History is full of terrible events and injustices that human beings, through resiliency and courage, are somehow able to survive. Then it's left to filmmakers to move in and make boring art out of the facts. "Defiance," directed by Edward Zwick (whose last movie was the bloodless "Blood Diamond"), is based on a true story whose very outline is extraordinarily compelling: In 1941, in Nazi-occupied Belarus, four Jewish brothers -- Tuvia, Zus, Asael and Aron Bielski -- survived a massacre in their village and went into hiding in the forest. In the ensuing days and weeks, they were joined by other refugees, many of them weak and infirm. But most of the group, under the leadership of the oldest Bielski brother, Tuvia, managed against all odds to survive. They fought Nazis and collaborators whenever necessary, and joined forces with the Russian Army, but survival was their most powerful means of fighting back. Although the group remained in hiding for some four years, and often found themselves on the move in the forest, they worked to maintain a sort of civilization for themselves, building shelter and working out the essential details of communal life. In other words, they kept themselves alive by hanging onto precious threads of everyday living.
How can you mess up a story like that? Zwick, with his methodical, earnest filmmaking, does seem to have hit all the essential nubs of the story. (The source material is Nechama Tec's 1993 book "Defiance: The Bielski Partisans," adapted by Zwick and Clayton Frohman.) The picture features some beautifully modulated performances. And the cinematography, by Eduardo Serra, is gorgeous and vital: The picture was filmed in forests in Canada and Lithuania, and Serra uses all that greenery to give "Defiance" a look that's lush and vivid.
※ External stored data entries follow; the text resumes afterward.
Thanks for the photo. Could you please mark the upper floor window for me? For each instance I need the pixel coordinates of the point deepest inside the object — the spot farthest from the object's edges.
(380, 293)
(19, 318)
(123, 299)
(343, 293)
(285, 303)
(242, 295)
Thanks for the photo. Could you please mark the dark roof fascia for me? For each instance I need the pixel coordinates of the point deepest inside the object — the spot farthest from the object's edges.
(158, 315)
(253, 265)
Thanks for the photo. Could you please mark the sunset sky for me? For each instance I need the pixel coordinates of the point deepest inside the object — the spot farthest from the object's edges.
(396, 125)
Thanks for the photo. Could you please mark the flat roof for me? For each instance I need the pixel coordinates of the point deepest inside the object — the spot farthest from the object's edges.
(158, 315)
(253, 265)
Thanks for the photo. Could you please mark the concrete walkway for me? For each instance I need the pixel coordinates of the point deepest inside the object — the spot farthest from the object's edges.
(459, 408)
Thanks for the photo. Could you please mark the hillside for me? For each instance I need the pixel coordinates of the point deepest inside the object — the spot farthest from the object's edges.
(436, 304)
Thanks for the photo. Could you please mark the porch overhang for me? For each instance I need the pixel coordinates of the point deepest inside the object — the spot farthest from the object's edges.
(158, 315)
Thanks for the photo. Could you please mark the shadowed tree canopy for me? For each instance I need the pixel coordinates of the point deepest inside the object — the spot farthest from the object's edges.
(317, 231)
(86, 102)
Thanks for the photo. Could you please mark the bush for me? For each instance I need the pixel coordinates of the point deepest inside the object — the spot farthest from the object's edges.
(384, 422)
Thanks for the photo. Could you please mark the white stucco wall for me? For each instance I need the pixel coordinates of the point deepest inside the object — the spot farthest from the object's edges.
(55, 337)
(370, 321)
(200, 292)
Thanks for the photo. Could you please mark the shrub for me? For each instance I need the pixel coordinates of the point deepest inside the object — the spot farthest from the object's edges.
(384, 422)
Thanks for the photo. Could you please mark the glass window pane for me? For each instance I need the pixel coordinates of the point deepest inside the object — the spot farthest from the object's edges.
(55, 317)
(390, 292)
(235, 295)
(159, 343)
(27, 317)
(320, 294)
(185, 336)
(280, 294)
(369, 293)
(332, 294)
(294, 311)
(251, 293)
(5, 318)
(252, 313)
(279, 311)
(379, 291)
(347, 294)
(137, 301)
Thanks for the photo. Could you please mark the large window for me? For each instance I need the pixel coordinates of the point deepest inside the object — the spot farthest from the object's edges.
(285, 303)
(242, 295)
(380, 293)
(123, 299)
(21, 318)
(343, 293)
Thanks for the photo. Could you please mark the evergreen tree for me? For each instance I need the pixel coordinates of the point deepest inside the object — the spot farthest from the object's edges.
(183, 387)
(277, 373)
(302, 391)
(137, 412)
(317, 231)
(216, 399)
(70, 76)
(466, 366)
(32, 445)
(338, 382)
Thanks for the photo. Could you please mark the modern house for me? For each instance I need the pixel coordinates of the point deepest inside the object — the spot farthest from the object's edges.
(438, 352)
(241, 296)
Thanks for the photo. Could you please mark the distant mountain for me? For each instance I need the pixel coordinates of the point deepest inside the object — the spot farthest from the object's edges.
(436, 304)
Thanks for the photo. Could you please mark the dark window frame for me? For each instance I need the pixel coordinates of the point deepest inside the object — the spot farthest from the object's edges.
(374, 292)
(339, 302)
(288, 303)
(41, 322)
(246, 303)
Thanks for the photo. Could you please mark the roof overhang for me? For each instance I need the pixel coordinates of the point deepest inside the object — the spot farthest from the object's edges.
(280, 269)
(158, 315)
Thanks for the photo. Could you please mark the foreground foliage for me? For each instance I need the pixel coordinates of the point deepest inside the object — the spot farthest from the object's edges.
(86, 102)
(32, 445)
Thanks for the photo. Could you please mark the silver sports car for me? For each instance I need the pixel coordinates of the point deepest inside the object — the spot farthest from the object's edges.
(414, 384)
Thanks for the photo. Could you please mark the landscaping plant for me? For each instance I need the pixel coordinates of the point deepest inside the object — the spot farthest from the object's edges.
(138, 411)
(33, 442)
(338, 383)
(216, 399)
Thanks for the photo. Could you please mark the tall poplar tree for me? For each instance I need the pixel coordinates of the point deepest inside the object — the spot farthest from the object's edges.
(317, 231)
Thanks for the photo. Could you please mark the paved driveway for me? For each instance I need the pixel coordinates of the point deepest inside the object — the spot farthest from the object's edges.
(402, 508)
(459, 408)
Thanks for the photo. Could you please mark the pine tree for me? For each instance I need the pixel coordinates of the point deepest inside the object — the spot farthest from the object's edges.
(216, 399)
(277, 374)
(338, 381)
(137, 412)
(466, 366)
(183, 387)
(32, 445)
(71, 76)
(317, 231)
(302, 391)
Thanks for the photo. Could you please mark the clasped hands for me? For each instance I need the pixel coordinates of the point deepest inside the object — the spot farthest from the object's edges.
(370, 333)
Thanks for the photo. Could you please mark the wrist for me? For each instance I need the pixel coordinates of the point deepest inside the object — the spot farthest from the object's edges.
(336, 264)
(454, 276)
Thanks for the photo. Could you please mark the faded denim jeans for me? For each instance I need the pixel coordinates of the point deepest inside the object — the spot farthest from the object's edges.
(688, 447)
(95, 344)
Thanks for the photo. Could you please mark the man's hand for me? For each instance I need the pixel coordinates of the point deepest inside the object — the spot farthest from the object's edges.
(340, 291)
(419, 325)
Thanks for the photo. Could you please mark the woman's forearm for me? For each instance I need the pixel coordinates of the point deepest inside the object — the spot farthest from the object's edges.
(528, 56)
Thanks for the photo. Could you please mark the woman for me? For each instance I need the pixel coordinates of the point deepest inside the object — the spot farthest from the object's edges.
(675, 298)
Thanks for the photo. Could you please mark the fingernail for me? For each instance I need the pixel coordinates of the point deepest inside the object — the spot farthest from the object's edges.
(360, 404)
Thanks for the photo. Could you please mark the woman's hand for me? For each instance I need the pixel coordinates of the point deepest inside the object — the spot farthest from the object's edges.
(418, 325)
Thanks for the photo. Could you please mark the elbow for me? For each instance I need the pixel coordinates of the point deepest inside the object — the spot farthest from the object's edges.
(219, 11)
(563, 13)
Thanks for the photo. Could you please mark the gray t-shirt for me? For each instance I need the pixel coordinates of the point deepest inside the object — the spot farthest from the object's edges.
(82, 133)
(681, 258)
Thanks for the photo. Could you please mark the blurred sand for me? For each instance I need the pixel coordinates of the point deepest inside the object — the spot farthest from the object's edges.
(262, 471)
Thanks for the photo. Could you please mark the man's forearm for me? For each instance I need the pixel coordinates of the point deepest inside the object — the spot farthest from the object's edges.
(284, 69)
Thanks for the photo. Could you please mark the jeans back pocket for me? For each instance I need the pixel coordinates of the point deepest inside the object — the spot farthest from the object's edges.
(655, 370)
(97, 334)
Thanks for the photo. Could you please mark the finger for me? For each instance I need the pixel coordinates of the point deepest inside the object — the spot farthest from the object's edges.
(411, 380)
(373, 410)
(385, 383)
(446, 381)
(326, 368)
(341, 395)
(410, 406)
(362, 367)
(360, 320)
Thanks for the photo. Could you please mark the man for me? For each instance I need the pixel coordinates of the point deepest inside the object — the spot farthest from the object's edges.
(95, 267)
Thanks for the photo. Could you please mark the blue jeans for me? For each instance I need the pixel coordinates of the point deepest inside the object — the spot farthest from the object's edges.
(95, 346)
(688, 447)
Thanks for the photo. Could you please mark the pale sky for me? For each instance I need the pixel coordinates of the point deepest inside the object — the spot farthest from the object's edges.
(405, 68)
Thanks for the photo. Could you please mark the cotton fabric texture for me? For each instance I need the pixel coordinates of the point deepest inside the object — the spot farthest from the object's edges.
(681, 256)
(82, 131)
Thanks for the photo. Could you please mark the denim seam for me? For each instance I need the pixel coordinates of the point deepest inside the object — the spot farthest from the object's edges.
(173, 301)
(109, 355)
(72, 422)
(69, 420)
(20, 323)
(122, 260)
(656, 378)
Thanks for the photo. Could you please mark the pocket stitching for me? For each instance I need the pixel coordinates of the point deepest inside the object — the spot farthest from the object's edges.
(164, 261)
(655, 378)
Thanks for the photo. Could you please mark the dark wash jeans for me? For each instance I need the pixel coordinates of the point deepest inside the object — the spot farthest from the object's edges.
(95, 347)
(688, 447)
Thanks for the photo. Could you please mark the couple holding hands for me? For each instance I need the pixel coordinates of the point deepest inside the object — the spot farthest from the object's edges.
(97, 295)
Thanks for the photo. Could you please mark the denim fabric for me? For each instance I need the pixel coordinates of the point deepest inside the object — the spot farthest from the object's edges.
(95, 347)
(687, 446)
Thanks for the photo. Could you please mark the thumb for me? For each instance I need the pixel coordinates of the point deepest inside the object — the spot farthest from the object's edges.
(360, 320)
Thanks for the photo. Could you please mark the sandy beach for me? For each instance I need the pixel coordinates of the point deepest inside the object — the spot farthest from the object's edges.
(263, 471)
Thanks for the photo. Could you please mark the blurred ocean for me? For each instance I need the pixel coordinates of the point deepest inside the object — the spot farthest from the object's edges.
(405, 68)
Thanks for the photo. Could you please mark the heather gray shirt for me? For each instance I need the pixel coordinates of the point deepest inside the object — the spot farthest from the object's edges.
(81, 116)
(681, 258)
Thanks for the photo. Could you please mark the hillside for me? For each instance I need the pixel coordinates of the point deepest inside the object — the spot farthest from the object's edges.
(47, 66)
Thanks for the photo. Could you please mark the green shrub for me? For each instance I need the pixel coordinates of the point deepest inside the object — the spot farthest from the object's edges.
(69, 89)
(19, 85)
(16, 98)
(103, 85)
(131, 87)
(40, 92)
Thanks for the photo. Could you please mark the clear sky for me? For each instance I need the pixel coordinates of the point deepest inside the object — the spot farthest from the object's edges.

But "Defiance" comes off as plodding and workmanlike -- and even in the midst of Zwick's too-careful machinations, it's a movie that's unsure of what it wants to be. "Defiance" is sometimes an action movie, but it also pitches the behavior of the angrier, more aggressive brother, Zus (played by Liev Schreiber), against the more reasoned, philosophical views of Tuvia (Daniel Craig). Tuvia is willing to kill Nazis and their scheming little helpers, but only when absolutely necessary; Zus is eager to get in there and kick Nazi ass. Zus spends a great deal of time glowering at his older brother, criticizing him for allowing more and more people to join their group -- to him, that only means more mouths to feed.
The movie needs that tension between Tuvia and Zus, but it sometimes feels false, given that Zwick dramatizes Zus' more aggressive stance with so much relish: He's always ready, guns blazing, for warfare. This is one of those movies that repeatedly offers us the catharsis of revenge -- who doesn't want to see Jews kicking the butts of Nazis? -- only to double back and waggle its finger at us, reminding us that violence is not the best way.
And despite the fact that Zwick supplies us with plenty of action -- including a scene in which underequipped Jewish peasants go up against a Nazi tank -- "Defiance" is still interminable. Zwick has conviction, all right, but he doesn't know how to translate it into energy. The movie's dialogue is lethargic and unnecessarily self-important, although many of the performers here manage to survive it: Jamie Bell, as one of the younger Bielski brothers, Asael, suggests the ways in which boyish innocence can become a part of manhood, instead of something that needs to be wholly shed. And the Danish actress Iben Hjejle, as Bella, the woman who becomes Zus' partner, gives a performance that blends delicacy and hardiness in just the right proportions.
Schreiber is generally a wonderful actor, but "Defiance" doesn't bring out the best in him -- perhaps because he's simply too theatrical a presence, playing against the astoundingly understated Craig. If there's one good reason to see "Defiance" -- flawed as it is -- it's Craig. Craig is the kind of actor who lets his eyes register the information around him; he's a listener and a reflector, telling us most of what we need to know about his character without even opening his mouth. In one early sequence (small spoiler ahead), he uses a gun he's just acquired to kill the men responsible for the death of the brothers' father as they sit around a kitchen table. The only survivor is a woman, who has just seen her family murdered. She begs Tuvia to kill her as well; he refuses, not with words, but with a look. It's the movie's coldest moment, and Craig is clearly aware that his character is serving up the cruelest punishment possible. His eyes are pitiless, but I think I detected a flash of anguish there, too, a denial of his better nature that tortures him.
Zwick spends some time pondering the moral issues connected with the use of violence, even against your oppressors (territory that Steven Spielberg similarly explored in "Munich," in which Craig also appeared). Those are the parts of "Defiance" that seem most alive to me. At one point a rabbi leads the group -- exhausted and hungry -- in prayer, imploring God to "choose another people." It's a lovely and piercing moment, and perhaps, coming from a religious person, it represents the ultimate defiance: the act of standing up to the creator and saying, "Enough, already!" It's satisfying, on some level, to see Nazis blasted to smithereens. But in "Defiance," the bolder action may be an act of prayer.